Senators confirmed Gen. Eric Smith to become the next commandant of the Marine Corps Thursday afternoon in a 96-0 vote. That followed a pair of votes to officially confirm Gen. Charles “C.Q.” Brown as the next chairman of the Joint Chiefs of Staff and Gen. Randy George to become chief of staff for the Army. 

The trio were among the more than 300 nominations that were in limbo.
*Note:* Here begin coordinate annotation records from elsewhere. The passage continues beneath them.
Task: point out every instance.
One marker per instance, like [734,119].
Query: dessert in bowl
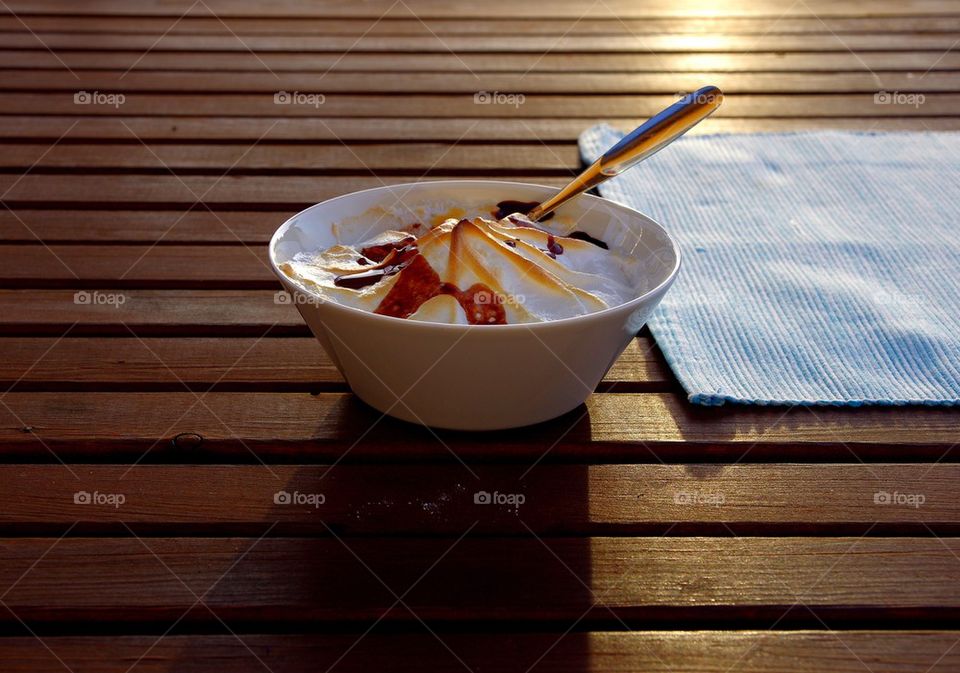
[441,311]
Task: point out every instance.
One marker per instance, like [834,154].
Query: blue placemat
[819,268]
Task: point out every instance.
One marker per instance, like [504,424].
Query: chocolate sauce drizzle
[419,282]
[505,208]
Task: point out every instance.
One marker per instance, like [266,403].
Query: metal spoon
[644,141]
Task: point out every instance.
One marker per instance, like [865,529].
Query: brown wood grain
[149,313]
[230,364]
[234,267]
[534,106]
[481,62]
[746,499]
[787,506]
[342,581]
[732,83]
[544,25]
[538,44]
[757,651]
[273,159]
[431,9]
[183,194]
[335,130]
[643,427]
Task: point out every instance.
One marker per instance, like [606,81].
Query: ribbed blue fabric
[819,268]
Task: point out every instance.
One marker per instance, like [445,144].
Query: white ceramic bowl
[473,377]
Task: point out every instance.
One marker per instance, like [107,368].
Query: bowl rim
[423,324]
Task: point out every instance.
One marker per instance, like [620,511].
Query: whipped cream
[469,271]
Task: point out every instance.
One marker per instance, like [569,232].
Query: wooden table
[149,370]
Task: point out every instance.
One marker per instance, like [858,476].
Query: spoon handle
[644,141]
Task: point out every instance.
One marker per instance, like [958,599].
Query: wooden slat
[429,9]
[412,158]
[149,313]
[439,499]
[571,42]
[453,83]
[181,194]
[704,651]
[337,130]
[231,364]
[641,427]
[543,25]
[135,226]
[322,580]
[172,266]
[319,63]
[463,105]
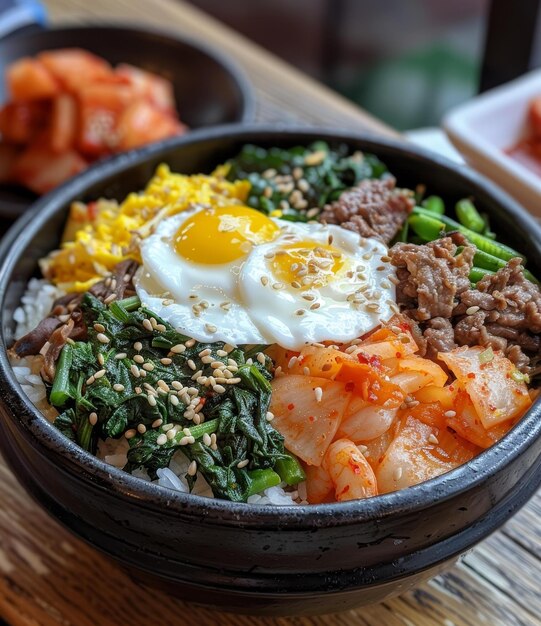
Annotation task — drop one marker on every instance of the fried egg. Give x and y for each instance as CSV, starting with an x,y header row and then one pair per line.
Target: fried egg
x,y
233,274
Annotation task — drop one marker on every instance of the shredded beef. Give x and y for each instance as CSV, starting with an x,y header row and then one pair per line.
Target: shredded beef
x,y
431,277
375,208
508,317
503,311
66,319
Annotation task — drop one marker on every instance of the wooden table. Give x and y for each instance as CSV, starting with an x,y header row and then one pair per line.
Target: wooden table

Tuberville has maintained his hold due to the Pentagon’s abortion policy that covers travel expenses for service members to seek abortion care. 

Schumer moved on the three votes after the Alabama Republican said that he would force a vote on Smith’s nomination via a seldom-used tool that allows members to do so with the signatures of 16 other senators. 
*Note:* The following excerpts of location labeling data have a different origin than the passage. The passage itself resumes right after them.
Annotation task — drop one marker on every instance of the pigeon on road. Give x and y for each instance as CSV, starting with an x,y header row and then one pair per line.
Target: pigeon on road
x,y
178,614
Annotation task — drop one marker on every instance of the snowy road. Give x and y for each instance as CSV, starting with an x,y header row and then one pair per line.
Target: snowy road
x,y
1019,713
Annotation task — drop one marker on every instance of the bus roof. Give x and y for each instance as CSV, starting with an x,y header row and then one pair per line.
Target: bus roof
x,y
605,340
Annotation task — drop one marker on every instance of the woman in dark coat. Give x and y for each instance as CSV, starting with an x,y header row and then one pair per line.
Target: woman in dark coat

“Due to the extraordinary circumstances of Senator Tuberville’s reckless decisions, Democrats will take action,” Schumer said on the floor Wednesday. “It’s not the path the vast majority of senators on either side of the aisle want to go down, but Senator Tuberville is forcing us to confront his obstruction head-on.”

“I want to make clear to my Republican colleagues, this cannot continue,” Schumer said. “We cannot continue down this path. It threatens the ability of the Senate and the leadership of both sides to work together to get things done for the American people, and it threatens the nonpolitical nature of our military service members.” 

Tuberville maintained Wednesday that not only is his hold still intact, but that he may use the floor maneuver again to overcome his own hold on other military nominees. He also declared victory and has shown little willingness to hold talks on a compromise.

“To be clear, my hold is still in place,” Tuberville said on the floor. “I reserve the right to seek another cloture position on the nominees in the future, so that’s where we stand today.” 

“This is not about me. This is about the Senate and the Constitution,” Tuberville said. “This is a win today for the legislative branch of government. Voting gives all senators a voice for their constituents.” 

Democrats believe that ending Tuberville’s hold is the responsibility of top Republicans. Senate Minority Leader Mitch McConnell (R-Ky.) has made it known he disagrees with the ex-college football coach’s push, but leaders have been stymied at every turn as they look to end the blockade.

Brown will replace outgoing Joint Chiefs Chairman Mark Milley when his term ends Oct. 1. The Army chief of staff post has been absent of a Senate-confirmed official since early August. George takes over for the retired Gen. James McConville. 

Finally, Gen. David Berger left his post as Marine Corps commandant July 10, leaving a Senate-confirmed vacancy for more than two months.

Defense Secretary Lloyd Austin continued to pan Tuberville for his months-long hold in a statement released Wednesday following Brown’s confirmation.

“Senator Tuberville’s continued hold on hundreds of our nation’s military leaders endangers our national security and military readiness. It is well past time to confirm the over 300 other military nominees,” Austin said.

“The brave men and women of the U.S. military deserve to be led by highly-qualified general and flag officers at this critical moment for our national security. And their families, who also sacrifice so much every day on our behalf, deserve certainty and our nation’s unwavering support.”